The study also stated that infections were higher for APBI (not surprising since it involves the insertion of one or more catheters in the breast), but there is no statement regarding severity (were the APBI patients just placed on prophylactic antibiotics and is that how an infection was defined?). Fat necrosis and breast pain were also significantly higher in the APBI group, although there is absolutely no uniform definition of what fat necrosis is nor a statement about the severity of the fat necrosis or breast pain.
Lastly, the researchers state there was a 9.6% hospitalization rate for APBI patients vs. 5.7% for WBI patients. This is puzzling since no diagnosis was given for hospitalization nor was there information on the time period over which patients were hospitalized. Was hospitalization APBI-related (doubtful) or related to first chemotherapy cycle (perhaps) or other unrelated health issues? (It’s worth noting that APBI is often used in older, sicker patients who may not be candidates for six to seven weeks of WBI).

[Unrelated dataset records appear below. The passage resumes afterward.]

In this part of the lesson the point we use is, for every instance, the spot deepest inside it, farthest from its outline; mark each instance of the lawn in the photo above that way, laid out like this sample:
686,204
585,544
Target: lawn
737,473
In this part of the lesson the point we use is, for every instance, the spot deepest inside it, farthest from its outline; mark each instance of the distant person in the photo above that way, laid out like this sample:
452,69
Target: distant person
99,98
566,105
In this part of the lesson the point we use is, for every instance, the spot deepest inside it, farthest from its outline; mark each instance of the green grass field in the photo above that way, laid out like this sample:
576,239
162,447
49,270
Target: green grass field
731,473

In summary, this retrospective study of an inherently inaccurate database (no data on tumor characteristics and margin status — both known to be significant determiners of local recurrence), with questionable outcomes (admission rate) and non-validated “surrogate endpoints” (subsequent mastectomy=local recurrence) should be looked at with appropriate skepticism in the face of 20 years of retrospective studies and two prospective randomized trials to the contrary.
Jayant Vaidya, MD:
— Pioneer of targeted intraoperative radiotherapy (IORT).
We have performed a prospective randomized phase III trial, which is considered the highest level of scientific evidence.
We have shown with the TARGIT approach (risk-adapted partial breast radiotherapy with a single dose of radiotherapy during breast conserving surgery) that the local recurrence rate is very low (about 1% after 4 years). This rate is non-inferior to the standard approach, which was used in half of the more than 2000 patients.
This supports the concept of PBI in selected (e.g., older) patients with small tumors.
Also important was that the toxicity was not higher with the new approach. The rates of clinically relevant toxicity were about 3% in both treatment arms. Toxicity is highly dependent on how radiation is delivered, i.e. treatment device, dose, dose rate, fractionation and target volume concept.